Saturday, January 18, 2014

Who is God? All hail the power... (part 9)


Just like Christ was allowed to be bruised for humanity’s iniquities (Isaiah 53:10-12), God doesn’t promise me a rose garden, either. He does promise He will provide me with wisdom (Is 30:20) and that He will lift me up when I am humbled before Him. (Is 44:3-5). At that point, I will have grown in Him and my attitude will be as in Isaiah 59:19-21: “From the west, men will fear the name of the LORD, and from the rising of the sun, they will revere His glory. For He will come like a pent-up flood that the breath of the LORD drives along. The Redeemer will come to Zion, to those in Jacob who repent of their sins, declares the LORD.” The humble and penitent heart, that is what Jesus wants, that is what God wants. And Christ and God provide me with a way to come to Him, as He does all peoples. That is via Jerusalem, not a physical one, but one which God set up prior to the first one, the one God rules from in His mercy seat.

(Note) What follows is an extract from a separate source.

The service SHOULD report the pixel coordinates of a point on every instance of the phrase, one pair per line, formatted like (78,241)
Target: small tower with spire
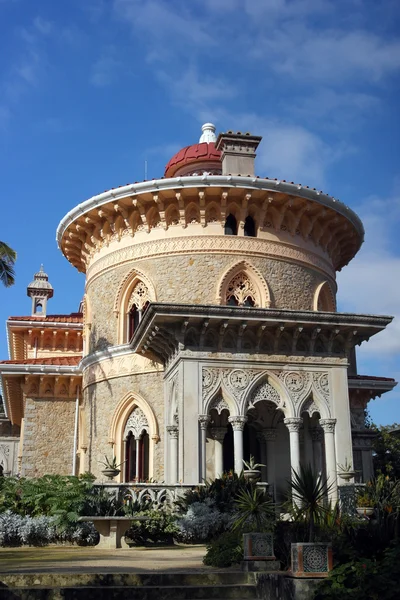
(40,290)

The Jerusalem that is Heaven. God has chose Jerusalem to be the central holy point, (Jer 3:17) as He did physically so He now does spiritually with the formation of His church on the day of Pentacost. Isn’t God a wonderful God who has my future, my parents’ futures, my friends’ futures all in the palm of His hands, and Who knows what each and everyone of us need to live on? It is hard for me to know what to accept word for word and what to understand as a parable. Does Christ, when he tells Peter that upon this rock he shall build his church mean a literal rock, which would mean the physical seat of the church? Or does he mean upon the rock of faith, the Rock of Salvation that David refers to in Psalms? Is it a spiritual kingdom or one here on earth? Does the writer of Revelation mean Babylon in actual terms or a figurative one? Is Jerusalem figurative in the above case? So many times Christ spoke in real terms, and then at others figurative. And that is where communication comes in. How well do I connect with my Savior so I can understand his meanings? Not that I’ll understand them always, but I will love him and serve him by faith because of what I do know of him and his Father, who is also my Father.

 
Jesus is the final word in prayer, the Amen (Rev 3:14). If I find myself trying to improve God’s Word or worship in a way more suitable to what meets my needs, I am not worshipping God. I am worshipping my image of God. I am not in worship, then, with the sole purpose of bending my knee or bowing in reverence and I am doing something wrong and unnatural.